Google Launches Reward Program For Tsunami Security Scanner

The programme gives financial prizes of up to $3,133.

The Tsunami Security Scanner is the focus of a new Google development effort.

Members of Google’s vulnerability management team, Guoli Ma, Sebastian Lekies, and Claudio Criscione, claimed in a blog post on September 28 that the new tool is designed to strengthen Tsunami’s security detection skills.

The Tsunami Security Scanner was previously an internal Google tool before being launched and made available to the public in July 2020.

The scanner is intended to scan big company networks for open ports before cross-checking vulnerability exposure based on the first reconnaissance findings. Users can install plugins to check for specific security issues. Tsunami can also look for basic security flaws, such as the usage of insecure enterprise credentials.
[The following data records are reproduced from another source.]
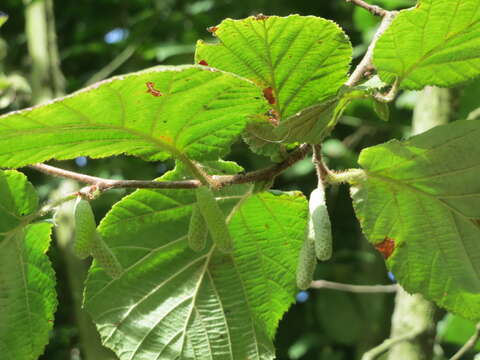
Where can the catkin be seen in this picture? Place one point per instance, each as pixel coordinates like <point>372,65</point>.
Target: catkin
<point>85,228</point>
<point>306,265</point>
<point>214,218</point>
<point>319,228</point>
<point>197,230</point>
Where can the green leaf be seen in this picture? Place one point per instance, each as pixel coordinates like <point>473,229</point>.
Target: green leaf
<point>3,18</point>
<point>198,115</point>
<point>174,303</point>
<point>436,43</point>
<point>456,330</point>
<point>424,195</point>
<point>299,61</point>
<point>27,282</point>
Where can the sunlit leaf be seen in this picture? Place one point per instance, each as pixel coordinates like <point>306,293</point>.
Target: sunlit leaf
<point>435,43</point>
<point>172,302</point>
<point>423,197</point>
<point>27,282</point>
<point>298,61</point>
<point>187,111</point>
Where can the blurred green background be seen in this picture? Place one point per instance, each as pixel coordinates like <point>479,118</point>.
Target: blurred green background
<point>108,37</point>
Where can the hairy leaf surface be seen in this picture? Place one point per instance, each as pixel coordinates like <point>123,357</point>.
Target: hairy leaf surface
<point>435,43</point>
<point>27,282</point>
<point>424,195</point>
<point>188,111</point>
<point>174,303</point>
<point>299,61</point>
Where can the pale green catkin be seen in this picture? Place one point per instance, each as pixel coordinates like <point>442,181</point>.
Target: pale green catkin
<point>306,265</point>
<point>197,230</point>
<point>105,257</point>
<point>319,228</point>
<point>85,228</point>
<point>214,218</point>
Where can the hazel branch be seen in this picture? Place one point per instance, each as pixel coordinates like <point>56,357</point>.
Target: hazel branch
<point>373,9</point>
<point>366,65</point>
<point>103,184</point>
<point>371,289</point>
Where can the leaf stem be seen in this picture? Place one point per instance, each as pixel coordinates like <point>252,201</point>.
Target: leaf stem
<point>373,9</point>
<point>366,64</point>
<point>320,167</point>
<point>350,176</point>
<point>103,184</point>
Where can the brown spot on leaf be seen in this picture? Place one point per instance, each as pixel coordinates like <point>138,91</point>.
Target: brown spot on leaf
<point>386,247</point>
<point>268,93</point>
<point>274,117</point>
<point>151,89</point>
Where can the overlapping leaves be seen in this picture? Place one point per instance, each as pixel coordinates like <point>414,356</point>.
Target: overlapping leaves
<point>27,285</point>
<point>435,43</point>
<point>299,61</point>
<point>189,112</point>
<point>424,195</point>
<point>174,303</point>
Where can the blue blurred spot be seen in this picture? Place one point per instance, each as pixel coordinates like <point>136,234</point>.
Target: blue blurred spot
<point>116,35</point>
<point>81,161</point>
<point>161,168</point>
<point>302,296</point>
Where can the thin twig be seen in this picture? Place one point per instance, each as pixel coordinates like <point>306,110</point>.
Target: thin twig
<point>223,180</point>
<point>387,345</point>
<point>469,345</point>
<point>370,289</point>
<point>320,167</point>
<point>374,9</point>
<point>367,62</point>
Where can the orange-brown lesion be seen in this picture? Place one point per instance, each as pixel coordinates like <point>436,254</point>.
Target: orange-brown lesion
<point>386,247</point>
<point>151,89</point>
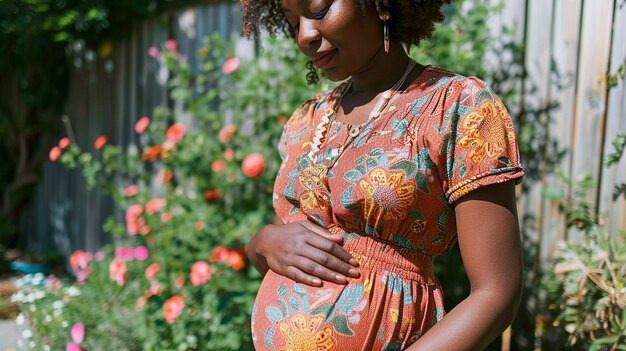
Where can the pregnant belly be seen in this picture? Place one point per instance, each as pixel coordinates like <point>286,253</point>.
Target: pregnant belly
<point>388,307</point>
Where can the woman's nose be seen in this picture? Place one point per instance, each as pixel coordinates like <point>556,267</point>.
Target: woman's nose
<point>307,33</point>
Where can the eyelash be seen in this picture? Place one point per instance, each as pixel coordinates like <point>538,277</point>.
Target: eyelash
<point>316,16</point>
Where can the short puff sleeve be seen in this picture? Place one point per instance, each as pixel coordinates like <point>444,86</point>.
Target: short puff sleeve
<point>475,144</point>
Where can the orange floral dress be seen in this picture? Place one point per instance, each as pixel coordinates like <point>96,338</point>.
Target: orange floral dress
<point>390,195</point>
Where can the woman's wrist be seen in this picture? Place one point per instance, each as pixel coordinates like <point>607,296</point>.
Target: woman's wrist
<point>255,251</point>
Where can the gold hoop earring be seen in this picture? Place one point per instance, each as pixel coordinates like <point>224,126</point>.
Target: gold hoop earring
<point>384,16</point>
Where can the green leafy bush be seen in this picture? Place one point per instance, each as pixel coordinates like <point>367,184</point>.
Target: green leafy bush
<point>586,283</point>
<point>194,189</point>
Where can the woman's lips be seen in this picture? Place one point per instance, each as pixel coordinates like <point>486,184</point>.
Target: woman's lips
<point>323,60</point>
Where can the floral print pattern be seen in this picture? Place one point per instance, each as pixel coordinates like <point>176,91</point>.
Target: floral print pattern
<point>390,193</point>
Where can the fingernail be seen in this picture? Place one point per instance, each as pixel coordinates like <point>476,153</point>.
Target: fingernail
<point>341,279</point>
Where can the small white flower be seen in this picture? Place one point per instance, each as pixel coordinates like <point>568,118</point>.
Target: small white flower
<point>27,334</point>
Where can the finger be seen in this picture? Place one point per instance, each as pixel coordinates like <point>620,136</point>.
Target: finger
<point>315,269</point>
<point>332,248</point>
<point>329,262</point>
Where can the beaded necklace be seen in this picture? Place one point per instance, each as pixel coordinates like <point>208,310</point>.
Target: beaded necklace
<point>331,112</point>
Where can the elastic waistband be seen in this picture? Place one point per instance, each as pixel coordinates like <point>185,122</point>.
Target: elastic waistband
<point>377,256</point>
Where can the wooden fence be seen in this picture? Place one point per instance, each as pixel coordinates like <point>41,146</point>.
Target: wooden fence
<point>570,46</point>
<point>107,97</point>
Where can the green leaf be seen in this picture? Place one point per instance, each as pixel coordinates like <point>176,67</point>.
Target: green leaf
<point>341,325</point>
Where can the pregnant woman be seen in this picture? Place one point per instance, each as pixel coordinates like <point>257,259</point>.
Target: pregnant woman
<point>379,176</point>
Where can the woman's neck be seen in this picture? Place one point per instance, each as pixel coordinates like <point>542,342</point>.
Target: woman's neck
<point>385,69</point>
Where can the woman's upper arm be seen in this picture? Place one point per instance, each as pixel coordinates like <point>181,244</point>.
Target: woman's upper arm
<point>489,238</point>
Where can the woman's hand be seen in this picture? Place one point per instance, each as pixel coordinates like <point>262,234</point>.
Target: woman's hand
<point>303,252</point>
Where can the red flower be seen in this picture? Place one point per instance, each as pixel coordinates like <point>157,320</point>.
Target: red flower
<point>172,308</point>
<point>175,132</point>
<point>235,260</point>
<point>152,270</point>
<point>230,65</point>
<point>200,273</point>
<point>253,165</point>
<point>131,190</point>
<point>153,206</point>
<point>226,133</point>
<point>64,142</point>
<point>142,124</point>
<point>100,141</point>
<point>218,166</point>
<point>180,281</point>
<point>229,154</point>
<point>152,153</point>
<point>55,153</point>
<point>199,225</point>
<point>117,270</point>
<point>212,195</point>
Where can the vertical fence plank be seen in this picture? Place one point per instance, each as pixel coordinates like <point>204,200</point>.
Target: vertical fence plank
<point>615,122</point>
<point>591,93</point>
<point>562,91</point>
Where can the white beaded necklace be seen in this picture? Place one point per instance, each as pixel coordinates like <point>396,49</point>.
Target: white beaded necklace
<point>331,111</point>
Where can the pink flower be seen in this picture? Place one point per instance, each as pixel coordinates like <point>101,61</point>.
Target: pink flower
<point>230,65</point>
<point>229,154</point>
<point>73,347</point>
<point>226,133</point>
<point>218,166</point>
<point>153,52</point>
<point>166,217</point>
<point>55,153</point>
<point>171,45</point>
<point>99,256</point>
<point>78,333</point>
<point>100,141</point>
<point>133,223</point>
<point>153,206</point>
<point>152,270</point>
<point>253,165</point>
<point>124,253</point>
<point>64,142</point>
<point>142,124</point>
<point>117,271</point>
<point>141,253</point>
<point>172,308</point>
<point>180,281</point>
<point>175,132</point>
<point>131,190</point>
<point>200,273</point>
<point>80,259</point>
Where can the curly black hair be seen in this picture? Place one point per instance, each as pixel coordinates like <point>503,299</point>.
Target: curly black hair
<point>410,21</point>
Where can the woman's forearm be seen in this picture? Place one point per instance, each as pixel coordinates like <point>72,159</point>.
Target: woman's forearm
<point>256,258</point>
<point>472,324</point>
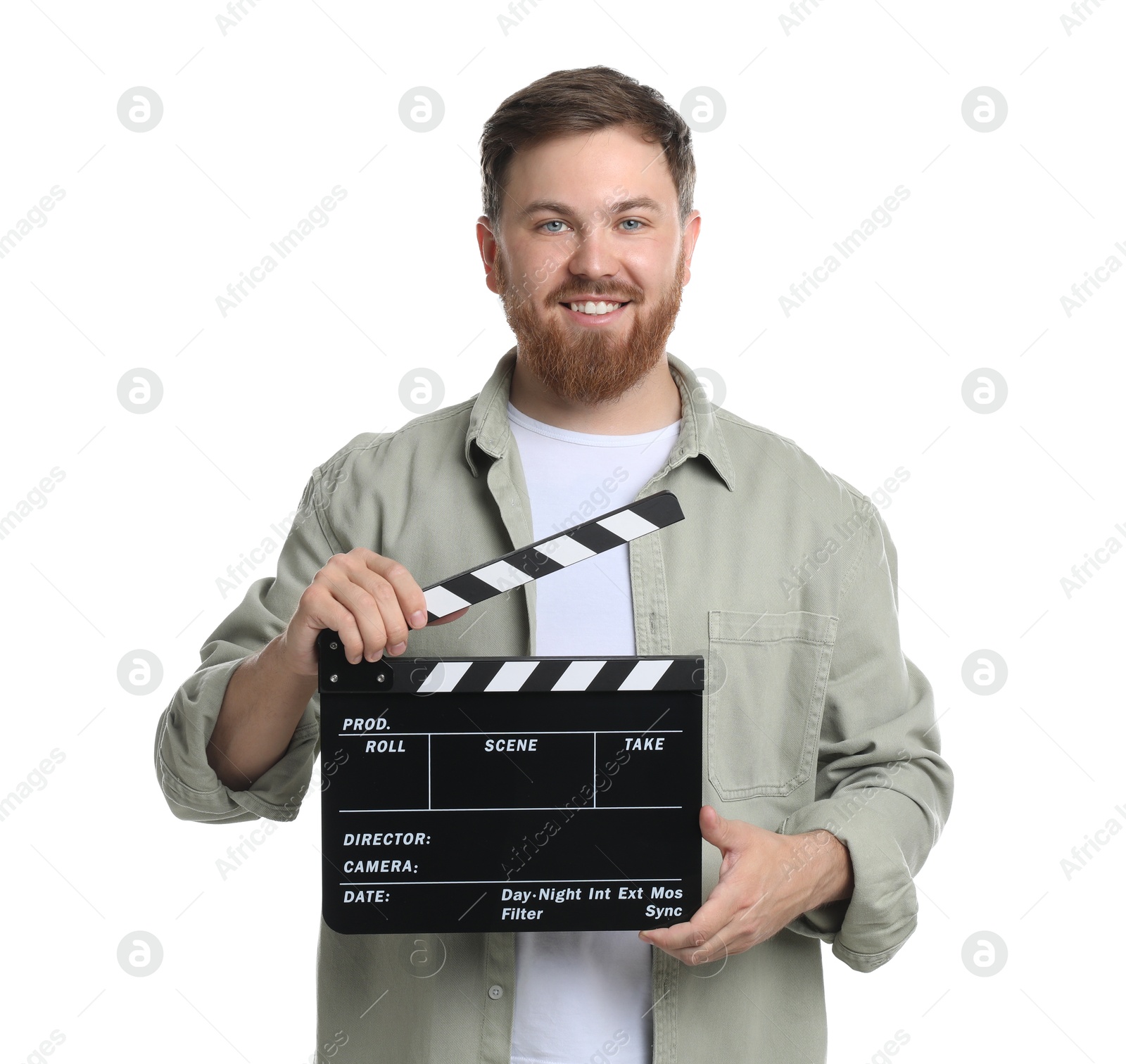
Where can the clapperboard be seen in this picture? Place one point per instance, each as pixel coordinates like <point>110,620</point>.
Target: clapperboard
<point>512,794</point>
According to Google, the new, experimental programme would award patch incentives to researchers who create plugins and application fingerprints. Contributors to the former are asked to create plugins for enhanced vulnerability detection, while the latter is looking for web application modules to detect off-the-shelf web apps in a business network.

High and critical-severity flaws that can have a real-world impact on business security are of particular interest to the company.

“The vulnerability should have a high or critical severity rating if there is already a CVE ID assigned (CVSS score >= 7.0),” Google says. “If there is no severity assigned yet, the Tsunami scanner team will perform the triage and determine the severity. This usually includes vulnerabilities like Remote Code Executions (RCEs), arbitrary file uploading, security misconfigurations that result in the exposure of sensitive admin panels, and so on.”

Tsunami, according to the tech giant, also requires more fingerprint data for popular online apps that may include defects that compromise the security of a larger network. If IT teams are unaware that they exist, they may be neglected during patching processes.

Google’s vulnerability management team is in charge of the contributions.

In July, Google announced the launch of https://bughunters.google.com, a new bug bounty programme. To make the vulnerability disclosure process easier, the resource site brings together all of the firm’s Vulnerability Rewards Programs (VRPs), including Google, Android, Abuse, Chrome, and Play.

The in-scope lists for contributions to open source tools and Tsunami can be found on this platform for anyone interested in the Tsunami programme.

The financial benefits vary. Google is willing to pay a flat charge of $500 for each fingerprint added to Tsunami’s database for web application fingerprints. Depending on the severity of a vulnerability and whether or not it is emergent, up to $3,133 is available for plugins.